Étude : La conférence pédagogique : un idéal type de la République ( résumé), par Hervé Terral (IUFM de Toulouse)
La conférence «pédagogique» trouve de lointains modèles
dans les réunions savantes du XVIIIe siècle, les associations
d'éducation populaire du XIXe, les «retraites»
religieuses. D'abord conçue comme échange de points de vue entre
les maîtres et consolidation de leurs savoirs, elle devint
rapidement un moyen de contrôle aux mains des inspecteurs, puis de
«normalisation» républicaine et laïque des instituteurs de la
Troisième République. L'enseignement secondaire lui demeura
toujours réfractaire ; elle constitua en revanche un instrument
efficace de la constitution de la culture de l'école
primaire.
Correspondance : L'éducation incessante : Philosophie et Pédagogie chez
Jean-Marie Guyau ( résumé), par Jordi Riba (Université de Gerone)

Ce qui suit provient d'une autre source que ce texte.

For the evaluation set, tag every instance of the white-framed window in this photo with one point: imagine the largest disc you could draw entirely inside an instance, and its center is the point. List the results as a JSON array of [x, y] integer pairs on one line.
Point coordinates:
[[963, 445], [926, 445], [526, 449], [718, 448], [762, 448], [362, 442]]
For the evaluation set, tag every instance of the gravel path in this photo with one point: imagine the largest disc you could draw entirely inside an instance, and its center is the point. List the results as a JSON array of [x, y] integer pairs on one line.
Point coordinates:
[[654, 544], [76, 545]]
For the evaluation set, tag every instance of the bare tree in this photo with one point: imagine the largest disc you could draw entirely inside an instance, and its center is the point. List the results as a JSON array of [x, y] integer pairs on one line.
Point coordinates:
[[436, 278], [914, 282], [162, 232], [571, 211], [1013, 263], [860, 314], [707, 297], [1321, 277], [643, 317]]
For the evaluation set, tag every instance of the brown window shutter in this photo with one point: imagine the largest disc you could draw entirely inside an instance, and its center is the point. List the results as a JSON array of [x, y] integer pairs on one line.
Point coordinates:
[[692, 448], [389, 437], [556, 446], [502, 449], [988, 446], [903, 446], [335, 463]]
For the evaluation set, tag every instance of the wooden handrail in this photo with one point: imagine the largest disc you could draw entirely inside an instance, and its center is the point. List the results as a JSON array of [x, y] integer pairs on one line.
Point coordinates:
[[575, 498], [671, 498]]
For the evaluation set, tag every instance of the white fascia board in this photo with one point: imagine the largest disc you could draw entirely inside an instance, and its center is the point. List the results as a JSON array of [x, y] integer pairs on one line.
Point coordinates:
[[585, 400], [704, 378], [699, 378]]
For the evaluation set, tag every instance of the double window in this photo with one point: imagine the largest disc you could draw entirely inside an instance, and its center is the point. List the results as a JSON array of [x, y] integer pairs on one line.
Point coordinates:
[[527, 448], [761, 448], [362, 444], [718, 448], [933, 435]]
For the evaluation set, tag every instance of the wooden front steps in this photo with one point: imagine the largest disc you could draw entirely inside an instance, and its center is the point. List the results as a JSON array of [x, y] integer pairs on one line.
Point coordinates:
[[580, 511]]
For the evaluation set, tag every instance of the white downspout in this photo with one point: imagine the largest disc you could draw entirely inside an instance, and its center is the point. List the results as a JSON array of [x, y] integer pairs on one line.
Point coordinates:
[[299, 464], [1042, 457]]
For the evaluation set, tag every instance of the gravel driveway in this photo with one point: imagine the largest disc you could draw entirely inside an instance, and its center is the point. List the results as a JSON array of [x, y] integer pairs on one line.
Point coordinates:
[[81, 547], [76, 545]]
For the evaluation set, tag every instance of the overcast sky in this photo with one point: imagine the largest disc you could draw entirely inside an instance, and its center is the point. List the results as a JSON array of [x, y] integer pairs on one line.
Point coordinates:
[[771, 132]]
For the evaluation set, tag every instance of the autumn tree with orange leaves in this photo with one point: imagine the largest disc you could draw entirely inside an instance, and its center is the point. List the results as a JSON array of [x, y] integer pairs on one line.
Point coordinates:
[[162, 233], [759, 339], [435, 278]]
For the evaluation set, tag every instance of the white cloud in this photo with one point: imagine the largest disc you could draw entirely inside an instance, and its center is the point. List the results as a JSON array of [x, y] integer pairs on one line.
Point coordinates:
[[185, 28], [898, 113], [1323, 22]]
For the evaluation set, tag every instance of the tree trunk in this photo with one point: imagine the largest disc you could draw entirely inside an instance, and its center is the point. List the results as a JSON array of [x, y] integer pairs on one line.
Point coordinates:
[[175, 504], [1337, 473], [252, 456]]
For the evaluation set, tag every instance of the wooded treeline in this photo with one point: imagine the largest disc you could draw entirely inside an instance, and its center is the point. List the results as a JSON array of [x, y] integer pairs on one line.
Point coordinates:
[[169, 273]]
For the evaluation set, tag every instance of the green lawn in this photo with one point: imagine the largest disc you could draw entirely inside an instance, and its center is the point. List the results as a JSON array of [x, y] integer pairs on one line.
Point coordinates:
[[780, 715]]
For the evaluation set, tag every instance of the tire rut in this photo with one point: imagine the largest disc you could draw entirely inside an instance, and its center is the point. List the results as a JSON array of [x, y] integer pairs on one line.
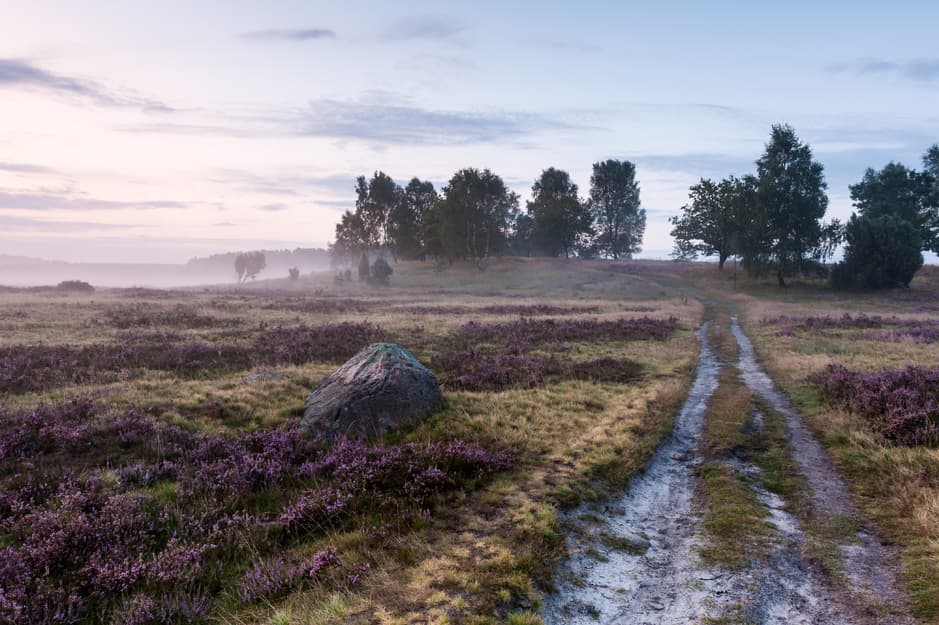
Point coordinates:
[[634, 561]]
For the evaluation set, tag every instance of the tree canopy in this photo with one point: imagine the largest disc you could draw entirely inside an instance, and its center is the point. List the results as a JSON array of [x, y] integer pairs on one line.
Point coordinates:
[[559, 217], [902, 193], [476, 213], [710, 224], [790, 195]]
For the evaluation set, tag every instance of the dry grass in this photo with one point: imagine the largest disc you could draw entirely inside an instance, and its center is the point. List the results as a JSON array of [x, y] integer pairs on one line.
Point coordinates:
[[897, 487], [482, 556]]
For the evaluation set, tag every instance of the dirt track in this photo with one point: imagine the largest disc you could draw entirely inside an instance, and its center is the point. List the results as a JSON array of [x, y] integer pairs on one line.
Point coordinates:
[[634, 561]]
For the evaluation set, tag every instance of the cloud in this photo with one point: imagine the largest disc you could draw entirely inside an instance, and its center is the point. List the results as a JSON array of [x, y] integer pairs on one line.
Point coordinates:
[[48, 201], [25, 168], [429, 28], [289, 34], [387, 123], [22, 73], [919, 70], [28, 224]]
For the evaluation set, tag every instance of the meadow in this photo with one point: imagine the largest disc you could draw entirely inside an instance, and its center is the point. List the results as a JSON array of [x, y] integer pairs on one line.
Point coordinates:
[[154, 471]]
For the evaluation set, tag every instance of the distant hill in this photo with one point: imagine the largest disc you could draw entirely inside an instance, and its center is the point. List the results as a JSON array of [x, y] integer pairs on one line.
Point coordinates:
[[215, 269], [306, 259]]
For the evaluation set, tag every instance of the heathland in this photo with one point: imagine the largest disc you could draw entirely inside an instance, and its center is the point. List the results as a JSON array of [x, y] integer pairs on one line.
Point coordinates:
[[153, 468]]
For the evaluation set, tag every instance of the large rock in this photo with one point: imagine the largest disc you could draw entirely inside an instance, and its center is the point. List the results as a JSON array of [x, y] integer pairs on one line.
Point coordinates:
[[380, 388]]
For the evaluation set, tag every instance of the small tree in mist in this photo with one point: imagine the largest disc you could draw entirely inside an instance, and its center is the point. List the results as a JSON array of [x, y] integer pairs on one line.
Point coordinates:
[[249, 265], [558, 216], [619, 220]]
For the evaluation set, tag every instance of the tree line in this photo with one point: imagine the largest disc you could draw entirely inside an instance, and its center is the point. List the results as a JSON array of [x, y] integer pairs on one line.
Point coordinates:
[[476, 216], [773, 219]]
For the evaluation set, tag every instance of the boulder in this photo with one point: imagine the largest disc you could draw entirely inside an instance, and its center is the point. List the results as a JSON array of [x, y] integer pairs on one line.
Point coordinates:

J.-M. Guyau est au carrefour de plusieurs époques. Sa
brève existence (1854-1887) lui permit cependant de connaître le
Second Empire, la Commune, l'invasion allemande, la progressive
installation de la Troisième République. Héritier de Platon et de
Kant, il subit aussi l'influence de Comte, Spencer, ou
Nietzsche. Ses thèses sur l'éducation lui valurent une audience
internationale : adossées à une philosophie morale, elles veulent
faire la synthèse entre les idéaux classiques, les points de vue
nouveaux de la sociologie spencérienne, les choix libertaires de
Tostoï : un souci les rassemble, l'éducation doit permettre aux
jeunes générations d'affronter dans les meilleures conditions un
monde nouveau, complexe et difficile.